Димка слушал разглагольствования Кольки обычно молча, наклонял большую голову книзу, будто искал что на земле. Только раза два или три он обрывал товарища:
– Заткнись ты. Кавалерист выискался! Придет время – и без спросу заберут. – И почему-то добавлял всегда: – А то забыл, как райкомовский жеребец тебя звезданул?
Андрейка же дотошно выспрашивал, блестя глазенками:
– Значит, не поверил, что тебе девятнадцать?
– Не поверил.
– Не детское дело, говорит?
– Говорит.
– Через четыре года, сказал? Так и сказал? – И, колупая в носу, отходил в сторону, о чем-то думал.
А однажды он промолвил:
– Дурак ты, Колька. Григорьева этого спрашиваться… Разве он поймет! Ночью прицепился к любому поезду – и айда…
– Ч-чего? Как это так?
– А так… Поездов сколь от нашей станции отходит – ужас! Я бегал, глядел. Какой-нибудь и до фронта дойдет.

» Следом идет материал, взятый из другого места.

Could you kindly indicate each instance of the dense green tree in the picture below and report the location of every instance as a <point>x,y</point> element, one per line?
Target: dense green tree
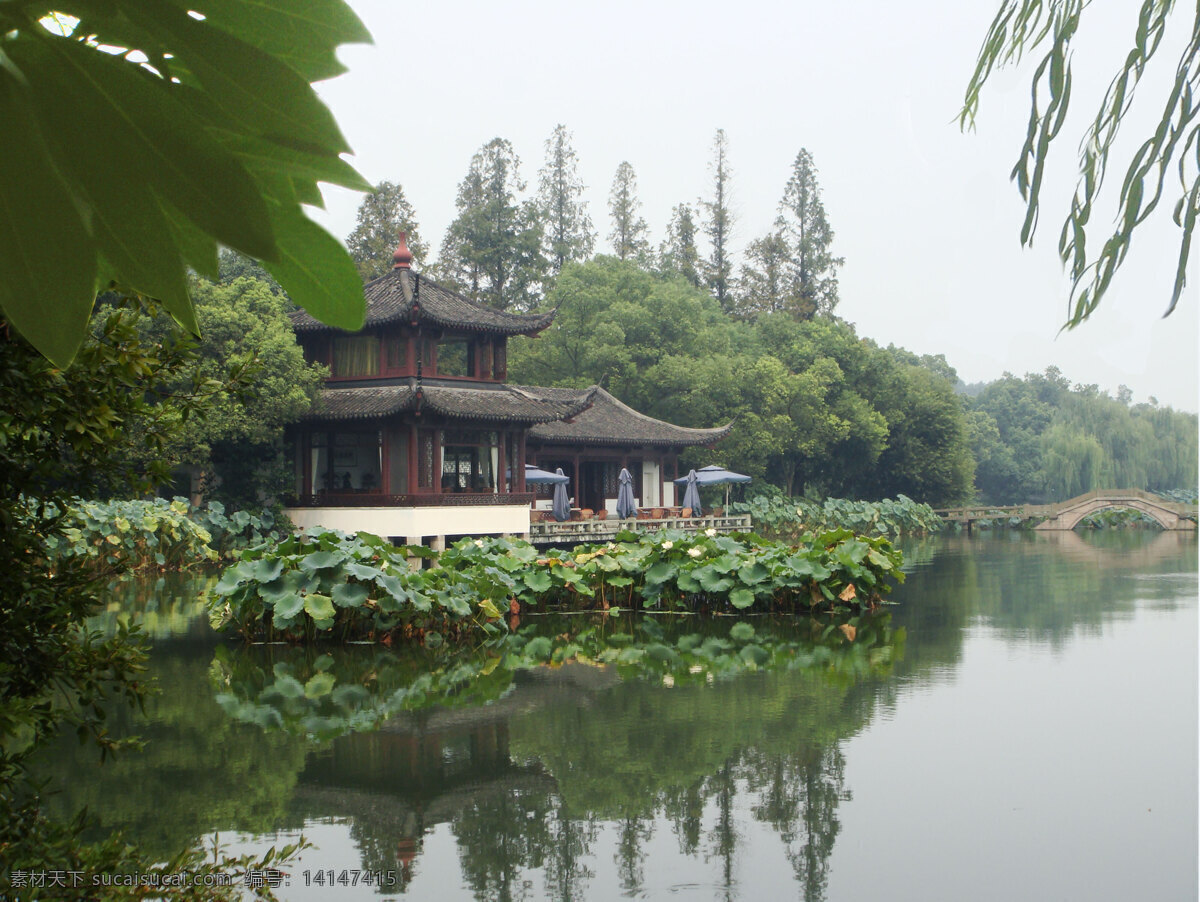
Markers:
<point>492,250</point>
<point>928,455</point>
<point>568,235</point>
<point>719,224</point>
<point>1020,418</point>
<point>615,323</point>
<point>1024,25</point>
<point>66,431</point>
<point>213,134</point>
<point>382,216</point>
<point>629,235</point>
<point>235,444</point>
<point>678,254</point>
<point>1038,438</point>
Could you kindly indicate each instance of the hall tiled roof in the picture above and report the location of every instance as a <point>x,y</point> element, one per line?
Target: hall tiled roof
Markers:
<point>497,403</point>
<point>607,421</point>
<point>401,296</point>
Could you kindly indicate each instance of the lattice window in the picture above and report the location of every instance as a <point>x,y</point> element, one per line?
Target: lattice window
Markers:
<point>425,455</point>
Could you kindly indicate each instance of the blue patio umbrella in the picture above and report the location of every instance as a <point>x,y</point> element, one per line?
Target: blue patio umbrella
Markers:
<point>713,475</point>
<point>627,506</point>
<point>562,505</point>
<point>535,476</point>
<point>691,494</point>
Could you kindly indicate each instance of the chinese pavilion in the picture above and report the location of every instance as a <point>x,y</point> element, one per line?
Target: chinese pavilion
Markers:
<point>417,436</point>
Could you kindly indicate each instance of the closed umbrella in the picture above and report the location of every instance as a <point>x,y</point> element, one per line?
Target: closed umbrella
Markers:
<point>691,494</point>
<point>627,506</point>
<point>562,505</point>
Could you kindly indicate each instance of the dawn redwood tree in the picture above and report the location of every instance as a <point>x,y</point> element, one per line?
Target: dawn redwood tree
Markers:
<point>766,275</point>
<point>382,216</point>
<point>629,235</point>
<point>678,254</point>
<point>719,224</point>
<point>568,234</point>
<point>813,266</point>
<point>492,250</point>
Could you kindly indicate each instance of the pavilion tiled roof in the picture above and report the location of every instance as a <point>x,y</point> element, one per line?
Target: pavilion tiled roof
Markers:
<point>402,296</point>
<point>497,403</point>
<point>607,421</point>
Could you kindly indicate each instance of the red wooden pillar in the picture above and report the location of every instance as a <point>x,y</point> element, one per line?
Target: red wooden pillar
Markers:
<point>414,459</point>
<point>437,461</point>
<point>520,463</point>
<point>502,439</point>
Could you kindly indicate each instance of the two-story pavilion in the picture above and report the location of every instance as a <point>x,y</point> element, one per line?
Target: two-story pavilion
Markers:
<point>417,436</point>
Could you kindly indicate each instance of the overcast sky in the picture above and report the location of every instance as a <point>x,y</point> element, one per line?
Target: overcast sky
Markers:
<point>925,216</point>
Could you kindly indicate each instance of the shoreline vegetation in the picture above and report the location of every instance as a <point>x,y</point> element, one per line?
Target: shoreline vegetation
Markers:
<point>325,584</point>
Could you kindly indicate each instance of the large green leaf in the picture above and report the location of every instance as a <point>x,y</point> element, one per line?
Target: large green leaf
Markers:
<point>288,607</point>
<point>277,101</point>
<point>349,595</point>
<point>169,148</point>
<point>316,271</point>
<point>48,282</point>
<point>304,35</point>
<point>318,607</point>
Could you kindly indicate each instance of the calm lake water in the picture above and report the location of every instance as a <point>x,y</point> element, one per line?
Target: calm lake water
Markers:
<point>1021,725</point>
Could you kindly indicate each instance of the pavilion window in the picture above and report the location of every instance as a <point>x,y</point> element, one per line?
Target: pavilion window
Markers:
<point>469,461</point>
<point>347,461</point>
<point>357,355</point>
<point>397,461</point>
<point>485,359</point>
<point>425,459</point>
<point>396,350</point>
<point>499,361</point>
<point>456,358</point>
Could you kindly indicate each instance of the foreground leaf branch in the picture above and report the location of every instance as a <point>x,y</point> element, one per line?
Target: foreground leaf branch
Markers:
<point>1021,26</point>
<point>143,134</point>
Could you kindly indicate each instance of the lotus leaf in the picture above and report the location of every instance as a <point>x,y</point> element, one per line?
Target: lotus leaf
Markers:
<point>287,608</point>
<point>319,607</point>
<point>321,560</point>
<point>321,684</point>
<point>742,599</point>
<point>349,595</point>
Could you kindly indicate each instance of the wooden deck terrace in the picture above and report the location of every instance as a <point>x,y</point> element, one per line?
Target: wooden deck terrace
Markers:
<point>579,531</point>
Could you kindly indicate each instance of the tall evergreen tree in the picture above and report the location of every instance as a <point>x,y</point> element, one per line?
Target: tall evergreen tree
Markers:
<point>629,235</point>
<point>678,254</point>
<point>719,224</point>
<point>568,233</point>
<point>814,269</point>
<point>766,276</point>
<point>492,250</point>
<point>383,215</point>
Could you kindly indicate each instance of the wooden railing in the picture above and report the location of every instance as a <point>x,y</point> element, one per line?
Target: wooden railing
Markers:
<point>599,530</point>
<point>431,499</point>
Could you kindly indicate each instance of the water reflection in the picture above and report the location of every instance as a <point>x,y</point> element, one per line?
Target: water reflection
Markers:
<point>592,757</point>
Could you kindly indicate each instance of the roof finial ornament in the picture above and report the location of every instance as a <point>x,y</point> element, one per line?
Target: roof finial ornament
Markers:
<point>403,258</point>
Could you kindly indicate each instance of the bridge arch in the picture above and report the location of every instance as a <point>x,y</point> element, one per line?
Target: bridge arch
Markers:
<point>1067,515</point>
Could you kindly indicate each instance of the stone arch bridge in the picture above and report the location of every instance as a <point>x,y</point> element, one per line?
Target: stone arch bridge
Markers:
<point>1067,515</point>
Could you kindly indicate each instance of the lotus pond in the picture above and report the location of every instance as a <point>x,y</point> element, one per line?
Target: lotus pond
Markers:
<point>1021,723</point>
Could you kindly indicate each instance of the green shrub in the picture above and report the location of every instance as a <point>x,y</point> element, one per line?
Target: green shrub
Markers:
<point>786,518</point>
<point>325,583</point>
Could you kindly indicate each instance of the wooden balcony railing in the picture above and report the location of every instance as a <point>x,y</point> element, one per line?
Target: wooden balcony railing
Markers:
<point>431,499</point>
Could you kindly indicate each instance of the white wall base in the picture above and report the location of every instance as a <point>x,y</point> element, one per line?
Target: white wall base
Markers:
<point>490,519</point>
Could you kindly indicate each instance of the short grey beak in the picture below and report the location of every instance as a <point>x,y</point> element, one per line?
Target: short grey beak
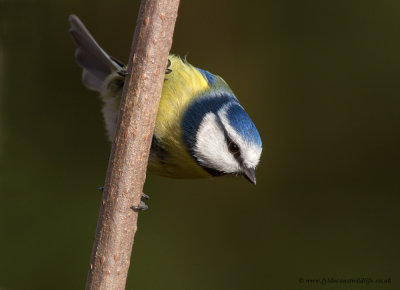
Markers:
<point>250,174</point>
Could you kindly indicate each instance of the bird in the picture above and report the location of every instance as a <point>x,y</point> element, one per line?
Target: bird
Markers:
<point>201,129</point>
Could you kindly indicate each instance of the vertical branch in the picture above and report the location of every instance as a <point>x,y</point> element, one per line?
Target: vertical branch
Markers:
<point>126,172</point>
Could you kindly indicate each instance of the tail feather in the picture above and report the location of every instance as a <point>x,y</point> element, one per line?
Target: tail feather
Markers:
<point>94,61</point>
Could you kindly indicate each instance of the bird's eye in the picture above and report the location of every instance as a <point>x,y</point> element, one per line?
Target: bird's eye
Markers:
<point>233,148</point>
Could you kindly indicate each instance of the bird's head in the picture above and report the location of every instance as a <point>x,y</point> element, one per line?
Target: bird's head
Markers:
<point>221,136</point>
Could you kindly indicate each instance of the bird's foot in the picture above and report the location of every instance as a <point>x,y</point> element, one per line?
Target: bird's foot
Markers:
<point>142,205</point>
<point>168,70</point>
<point>122,72</point>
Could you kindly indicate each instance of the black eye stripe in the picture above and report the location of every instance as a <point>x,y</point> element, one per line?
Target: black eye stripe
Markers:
<point>233,148</point>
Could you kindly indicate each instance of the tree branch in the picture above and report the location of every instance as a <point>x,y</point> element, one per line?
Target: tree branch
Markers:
<point>126,172</point>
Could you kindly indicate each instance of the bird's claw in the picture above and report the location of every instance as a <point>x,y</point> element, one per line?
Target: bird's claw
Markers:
<point>142,206</point>
<point>122,72</point>
<point>168,70</point>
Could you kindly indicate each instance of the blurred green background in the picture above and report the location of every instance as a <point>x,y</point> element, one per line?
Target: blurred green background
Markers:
<point>320,80</point>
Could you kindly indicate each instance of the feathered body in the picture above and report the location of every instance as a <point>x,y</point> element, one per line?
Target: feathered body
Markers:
<point>199,118</point>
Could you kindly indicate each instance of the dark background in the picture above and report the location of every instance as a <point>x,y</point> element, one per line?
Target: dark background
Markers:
<point>320,79</point>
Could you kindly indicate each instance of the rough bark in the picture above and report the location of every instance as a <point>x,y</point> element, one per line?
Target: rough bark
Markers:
<point>117,223</point>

Эти Андрейкины слова услышал подошедший Семен, молча взял братишку за ухо.
– Ну-ка, ну-ка, что за разговоры?! Какой поезд? Какой фронт?
Андрейка завизжал, заподпрыгивал от боли.
– Я тебе, пшено такое, покажу фронт! Вот ремень еще сниму… – И, отпустив Андрейкино ухо, повернулся к Инютину: – А ты брось эти разговорчики! Чтоб я не слышал больше!
Дни шли, Колька все реже вспоминал о том, как Григорьев выпроводил его из военкомата. Но сегодня в нем, видимо, колыхнулась прежняя обида.
Серая, холодная утренняя муть потихоньку светлела, из ее вязкой глубины начали проступать темные пятна тополиных верхушек. Было пусто как-то в эти минуты в душе у Семена, тоскливо и неприютно.
Внезапно тишину разорвал надсадный женский голос:
– Мака-ар! Сыно-ок!
Семен приподнял голову. Николай, путаясь в поникшей картофельной ботве, побежал в сторону Кашкарихиного дома.
– Макара уводят! – пропищал он, когда Семен тоже подошел к огородному плетню. – Все, амба снова Макару! Я так и знал…
Через плетень Семен увидел возле Кашкарихиного дома неясные фигуры, различил только Аникея Елизарова, который недавно уволился из МТС и поступил вдруг в милиционеры. Елизаров был в шинели, в фуражке и, кажется, с наганом в руке.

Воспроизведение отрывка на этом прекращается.